I have to be honest that the second time we were there, the park was a little rough around the edges. Recent online reviews mention new management, which gives me hope for this desert gem.
13. Pacific Dunes Ranch & RV Resort, Oceano, CA
There’s no shortage of great places to stay on the California coast, but we absolutely loved the unique setting at Pacific Dunes, in one of our favorite areas of California. The RV park is right up against the Oceano Preserve sand dunes, which are like a giant playground with million dollar views. Its location feels isolated, but we were just a couple minutes from the sleepy town of Oceano and a short, scenic drive to downtown Pismo Beach.
There’s not much privacy between campsites. But, as with Sam’s, we’re OK with a tight site when the surroundings are the star attraction.
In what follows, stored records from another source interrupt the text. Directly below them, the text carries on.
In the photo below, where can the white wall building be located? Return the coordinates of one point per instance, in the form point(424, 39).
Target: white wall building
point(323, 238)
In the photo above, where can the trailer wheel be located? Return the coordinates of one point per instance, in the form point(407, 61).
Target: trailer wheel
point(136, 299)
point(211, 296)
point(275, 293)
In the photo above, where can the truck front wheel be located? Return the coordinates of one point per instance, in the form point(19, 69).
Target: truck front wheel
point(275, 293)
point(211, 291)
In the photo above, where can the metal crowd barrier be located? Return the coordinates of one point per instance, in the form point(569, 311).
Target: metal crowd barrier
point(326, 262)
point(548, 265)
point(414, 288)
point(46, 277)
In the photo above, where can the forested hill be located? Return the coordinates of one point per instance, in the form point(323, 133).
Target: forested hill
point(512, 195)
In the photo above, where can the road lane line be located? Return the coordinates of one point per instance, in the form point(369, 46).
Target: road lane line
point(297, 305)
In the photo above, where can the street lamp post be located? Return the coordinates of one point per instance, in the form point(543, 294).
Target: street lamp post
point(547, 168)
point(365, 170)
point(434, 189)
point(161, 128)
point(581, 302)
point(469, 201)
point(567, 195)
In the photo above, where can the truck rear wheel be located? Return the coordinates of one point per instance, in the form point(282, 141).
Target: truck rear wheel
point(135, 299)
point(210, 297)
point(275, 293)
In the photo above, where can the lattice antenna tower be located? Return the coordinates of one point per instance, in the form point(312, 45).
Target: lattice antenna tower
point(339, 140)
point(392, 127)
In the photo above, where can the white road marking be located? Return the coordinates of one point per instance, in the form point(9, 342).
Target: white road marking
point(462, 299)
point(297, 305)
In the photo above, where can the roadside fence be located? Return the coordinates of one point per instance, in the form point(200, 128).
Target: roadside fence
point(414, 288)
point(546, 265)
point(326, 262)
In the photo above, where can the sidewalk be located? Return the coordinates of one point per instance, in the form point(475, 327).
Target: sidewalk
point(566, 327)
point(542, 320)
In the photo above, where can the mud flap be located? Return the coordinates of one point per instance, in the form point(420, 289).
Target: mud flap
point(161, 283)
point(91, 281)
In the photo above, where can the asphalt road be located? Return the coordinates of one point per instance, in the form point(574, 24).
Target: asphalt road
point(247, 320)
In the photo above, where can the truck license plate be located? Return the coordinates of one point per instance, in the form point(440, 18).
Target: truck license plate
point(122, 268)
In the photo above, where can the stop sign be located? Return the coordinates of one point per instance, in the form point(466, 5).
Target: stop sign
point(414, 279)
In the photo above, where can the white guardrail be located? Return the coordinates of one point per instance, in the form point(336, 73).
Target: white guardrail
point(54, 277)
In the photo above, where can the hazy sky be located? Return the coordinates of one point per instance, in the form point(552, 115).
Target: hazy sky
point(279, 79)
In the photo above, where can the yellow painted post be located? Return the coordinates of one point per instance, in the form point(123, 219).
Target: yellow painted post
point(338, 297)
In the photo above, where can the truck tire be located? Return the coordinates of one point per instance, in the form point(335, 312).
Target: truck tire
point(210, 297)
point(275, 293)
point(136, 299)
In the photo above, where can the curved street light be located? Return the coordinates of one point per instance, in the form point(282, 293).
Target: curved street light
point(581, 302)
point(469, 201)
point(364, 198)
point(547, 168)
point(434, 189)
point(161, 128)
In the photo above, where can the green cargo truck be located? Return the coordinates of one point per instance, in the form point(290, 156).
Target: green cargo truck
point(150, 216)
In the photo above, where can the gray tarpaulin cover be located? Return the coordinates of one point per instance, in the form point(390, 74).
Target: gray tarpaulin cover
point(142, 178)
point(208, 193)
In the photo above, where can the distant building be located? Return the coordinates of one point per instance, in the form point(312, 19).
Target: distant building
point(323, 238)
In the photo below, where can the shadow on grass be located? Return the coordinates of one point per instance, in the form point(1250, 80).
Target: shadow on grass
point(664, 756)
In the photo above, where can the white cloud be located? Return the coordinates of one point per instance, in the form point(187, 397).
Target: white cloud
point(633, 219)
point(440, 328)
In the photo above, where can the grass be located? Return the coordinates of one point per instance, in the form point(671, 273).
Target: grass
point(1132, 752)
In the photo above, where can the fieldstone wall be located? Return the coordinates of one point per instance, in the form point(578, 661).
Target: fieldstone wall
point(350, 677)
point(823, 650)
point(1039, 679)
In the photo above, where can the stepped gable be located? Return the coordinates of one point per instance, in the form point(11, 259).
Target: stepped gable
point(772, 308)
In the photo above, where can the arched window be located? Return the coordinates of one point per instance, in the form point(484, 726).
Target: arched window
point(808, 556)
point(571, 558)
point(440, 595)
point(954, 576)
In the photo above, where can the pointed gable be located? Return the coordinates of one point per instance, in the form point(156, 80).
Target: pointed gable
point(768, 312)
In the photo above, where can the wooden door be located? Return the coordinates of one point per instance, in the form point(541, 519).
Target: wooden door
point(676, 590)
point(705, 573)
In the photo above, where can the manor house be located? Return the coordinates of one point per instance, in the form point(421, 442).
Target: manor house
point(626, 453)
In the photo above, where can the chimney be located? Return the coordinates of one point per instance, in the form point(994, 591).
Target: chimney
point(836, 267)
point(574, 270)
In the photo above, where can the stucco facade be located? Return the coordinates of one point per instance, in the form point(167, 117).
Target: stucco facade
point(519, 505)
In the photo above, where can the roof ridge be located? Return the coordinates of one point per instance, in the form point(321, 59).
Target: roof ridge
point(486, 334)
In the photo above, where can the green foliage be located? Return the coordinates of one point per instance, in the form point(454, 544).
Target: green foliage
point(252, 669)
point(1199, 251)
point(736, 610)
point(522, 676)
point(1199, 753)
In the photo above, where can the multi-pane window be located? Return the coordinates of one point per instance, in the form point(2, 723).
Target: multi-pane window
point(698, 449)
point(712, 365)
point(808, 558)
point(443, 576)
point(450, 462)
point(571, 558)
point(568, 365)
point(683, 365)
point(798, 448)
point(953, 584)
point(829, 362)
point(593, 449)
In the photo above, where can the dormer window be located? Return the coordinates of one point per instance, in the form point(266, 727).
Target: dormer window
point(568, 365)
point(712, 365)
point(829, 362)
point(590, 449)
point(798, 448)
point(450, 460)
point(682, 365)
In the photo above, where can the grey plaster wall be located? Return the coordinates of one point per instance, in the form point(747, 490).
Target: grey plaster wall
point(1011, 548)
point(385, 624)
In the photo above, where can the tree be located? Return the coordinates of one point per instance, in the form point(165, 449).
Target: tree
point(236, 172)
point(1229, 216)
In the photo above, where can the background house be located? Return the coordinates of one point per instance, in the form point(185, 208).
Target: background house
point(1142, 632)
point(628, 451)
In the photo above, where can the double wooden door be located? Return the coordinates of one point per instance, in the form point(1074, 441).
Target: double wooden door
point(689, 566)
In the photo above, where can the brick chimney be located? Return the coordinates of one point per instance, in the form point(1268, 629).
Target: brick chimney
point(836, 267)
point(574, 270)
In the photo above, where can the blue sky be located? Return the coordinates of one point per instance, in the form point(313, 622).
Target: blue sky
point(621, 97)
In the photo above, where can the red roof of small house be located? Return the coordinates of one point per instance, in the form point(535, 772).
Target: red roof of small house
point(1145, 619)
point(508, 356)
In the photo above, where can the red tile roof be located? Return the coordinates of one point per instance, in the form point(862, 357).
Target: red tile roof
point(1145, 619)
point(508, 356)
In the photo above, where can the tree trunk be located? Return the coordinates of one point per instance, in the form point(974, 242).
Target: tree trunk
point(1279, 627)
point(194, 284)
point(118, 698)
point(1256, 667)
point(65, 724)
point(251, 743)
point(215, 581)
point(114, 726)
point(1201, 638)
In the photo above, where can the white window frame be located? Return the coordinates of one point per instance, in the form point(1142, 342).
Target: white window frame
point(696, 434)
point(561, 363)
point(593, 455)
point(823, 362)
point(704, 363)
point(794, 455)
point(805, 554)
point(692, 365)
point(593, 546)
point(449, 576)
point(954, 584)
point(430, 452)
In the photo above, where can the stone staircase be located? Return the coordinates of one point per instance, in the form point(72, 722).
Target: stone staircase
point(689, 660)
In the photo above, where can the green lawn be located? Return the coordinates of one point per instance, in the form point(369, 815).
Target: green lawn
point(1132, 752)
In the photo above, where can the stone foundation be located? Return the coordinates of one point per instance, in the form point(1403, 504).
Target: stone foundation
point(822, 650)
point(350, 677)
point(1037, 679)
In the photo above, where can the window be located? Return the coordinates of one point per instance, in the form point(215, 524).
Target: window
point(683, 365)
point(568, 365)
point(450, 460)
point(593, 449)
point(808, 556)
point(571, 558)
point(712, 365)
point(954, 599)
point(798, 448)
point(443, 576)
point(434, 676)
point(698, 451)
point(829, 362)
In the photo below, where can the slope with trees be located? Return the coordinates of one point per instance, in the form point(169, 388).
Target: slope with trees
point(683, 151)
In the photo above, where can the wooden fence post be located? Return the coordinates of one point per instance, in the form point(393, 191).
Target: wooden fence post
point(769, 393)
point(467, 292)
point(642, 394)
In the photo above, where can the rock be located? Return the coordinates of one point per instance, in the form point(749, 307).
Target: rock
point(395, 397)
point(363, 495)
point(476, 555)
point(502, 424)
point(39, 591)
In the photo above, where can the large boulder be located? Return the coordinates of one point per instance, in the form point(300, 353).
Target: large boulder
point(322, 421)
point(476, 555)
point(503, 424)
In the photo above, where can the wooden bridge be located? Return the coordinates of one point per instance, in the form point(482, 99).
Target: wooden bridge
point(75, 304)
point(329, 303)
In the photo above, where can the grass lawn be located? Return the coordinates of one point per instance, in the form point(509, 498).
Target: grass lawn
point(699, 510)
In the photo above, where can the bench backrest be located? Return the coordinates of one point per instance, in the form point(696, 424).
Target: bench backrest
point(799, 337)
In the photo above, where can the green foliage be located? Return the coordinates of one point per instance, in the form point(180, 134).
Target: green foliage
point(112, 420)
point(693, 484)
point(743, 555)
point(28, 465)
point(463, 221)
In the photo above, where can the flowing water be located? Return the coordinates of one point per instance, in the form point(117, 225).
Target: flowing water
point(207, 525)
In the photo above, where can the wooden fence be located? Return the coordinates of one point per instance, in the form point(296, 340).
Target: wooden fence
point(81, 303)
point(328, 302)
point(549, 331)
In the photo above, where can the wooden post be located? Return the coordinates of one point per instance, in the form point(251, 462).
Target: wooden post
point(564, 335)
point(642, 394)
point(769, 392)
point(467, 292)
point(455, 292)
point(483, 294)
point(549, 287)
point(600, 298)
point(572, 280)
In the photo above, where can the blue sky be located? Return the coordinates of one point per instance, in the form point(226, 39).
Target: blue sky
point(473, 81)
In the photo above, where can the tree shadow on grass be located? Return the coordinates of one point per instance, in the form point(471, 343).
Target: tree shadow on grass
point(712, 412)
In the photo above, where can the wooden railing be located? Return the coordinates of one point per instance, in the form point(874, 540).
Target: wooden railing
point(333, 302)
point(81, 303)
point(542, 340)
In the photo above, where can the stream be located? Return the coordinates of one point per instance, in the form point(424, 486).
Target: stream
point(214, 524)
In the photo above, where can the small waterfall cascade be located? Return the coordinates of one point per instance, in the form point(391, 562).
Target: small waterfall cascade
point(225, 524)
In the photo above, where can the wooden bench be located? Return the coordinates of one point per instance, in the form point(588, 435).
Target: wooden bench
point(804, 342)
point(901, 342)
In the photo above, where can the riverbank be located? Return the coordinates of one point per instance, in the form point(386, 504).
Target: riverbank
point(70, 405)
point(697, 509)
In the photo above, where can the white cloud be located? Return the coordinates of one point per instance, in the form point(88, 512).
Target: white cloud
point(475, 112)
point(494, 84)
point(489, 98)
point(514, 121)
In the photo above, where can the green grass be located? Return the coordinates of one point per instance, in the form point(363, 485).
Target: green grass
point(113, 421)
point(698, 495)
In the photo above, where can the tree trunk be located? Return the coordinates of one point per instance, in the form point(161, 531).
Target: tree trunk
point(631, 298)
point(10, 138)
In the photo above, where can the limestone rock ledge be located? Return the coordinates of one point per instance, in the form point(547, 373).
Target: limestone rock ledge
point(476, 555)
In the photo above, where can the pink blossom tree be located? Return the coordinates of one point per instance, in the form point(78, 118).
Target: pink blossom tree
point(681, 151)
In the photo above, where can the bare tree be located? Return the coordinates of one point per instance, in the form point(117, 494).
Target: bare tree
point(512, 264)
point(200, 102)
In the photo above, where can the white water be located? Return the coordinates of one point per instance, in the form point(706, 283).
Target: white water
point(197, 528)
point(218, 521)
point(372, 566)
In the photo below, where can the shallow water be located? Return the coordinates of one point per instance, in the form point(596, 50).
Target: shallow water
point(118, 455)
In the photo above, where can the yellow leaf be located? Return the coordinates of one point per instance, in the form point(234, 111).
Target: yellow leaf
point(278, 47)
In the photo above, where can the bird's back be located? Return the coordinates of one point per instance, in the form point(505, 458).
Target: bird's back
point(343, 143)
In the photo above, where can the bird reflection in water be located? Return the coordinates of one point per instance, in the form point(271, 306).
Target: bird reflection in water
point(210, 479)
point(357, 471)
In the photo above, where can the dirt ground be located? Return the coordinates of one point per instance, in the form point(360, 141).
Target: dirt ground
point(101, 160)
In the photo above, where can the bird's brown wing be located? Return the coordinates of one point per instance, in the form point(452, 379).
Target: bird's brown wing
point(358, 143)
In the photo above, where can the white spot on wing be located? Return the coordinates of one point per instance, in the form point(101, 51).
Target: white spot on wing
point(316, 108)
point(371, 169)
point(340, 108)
We enjoyed our spot on the lower level campground, which was protected from the wind and convenient for walking the dogs along the quiet entrance road and using the clubhouse patio as an office. We were just a short walk to the upper level campsites and entrance to the wonderful, wide open dunes.
14. Jackson Rancheria, Jackson, CA
When I asked the kids about their favorite campgrounds, they immediately named Jackson Rancheria. We’ve stayed there twice, and what the kids love is the big pool, hot tub, outdoor ping pong table, tv lounge, paved loop roads for bike riding, and free popcorn in the office. I love all of those things, plus: walking the dogs on the secluded trail around the grounds; using the spacious lounge and outdoor patio as a remote office; large campsites, and expansive views.
The RV park is separate from the casino resort, both owned and operated by the Band of Miwuk Indians, on beautifully landscaped grounds. The resort is enough of a relaxing destination on its own, but we also fell in love with Jackson and the surrounding small towns, history, natural beauty, and wineries, of California’s Gold Country. We’re happy to have Jackson Rancheria just a three hour, scenic drive away from our home in Reno for a weekend getaway.
15. Likely Place Golf and RV Park, Likely, CA
One of the first stops as we headed north in our full time journey, Likely opened our eyes to the possibilities and serendipity of RV travel. We selected Likely Place simply as a stop over point near the California border with Oregon. What we discovered was a tiny town in one of the least populated counties in California with wide open spaces, natural beauty, rich history, and a way of life so different from Southern California, we may as well have been in a completely different state. It also inspired my first published story.
Likely Place would be an excellent campground in any location: spacious RV sites, private grassy tent camping area, spotless restrooms and laundry, a restaurant with excellent fresh breakfasts and lunches, and a super friendly staff. What set Likely apart was the incredible surroundings: sagebrush, junipers, marshes, and unencumbered views for miles in all directions. The kids played and the dogs ran free. I marveled at the beauty and quiet, and how unlikely it was that we ended up at this campground in the middle of nowhere.
This experience stayed in our hearts as we traveled around the country for over a year and a half. And now here we are settled in Reno, with views of open high desert, sagebrush, and the Sierra Nevada mountain range, less than 200 miles from Likely.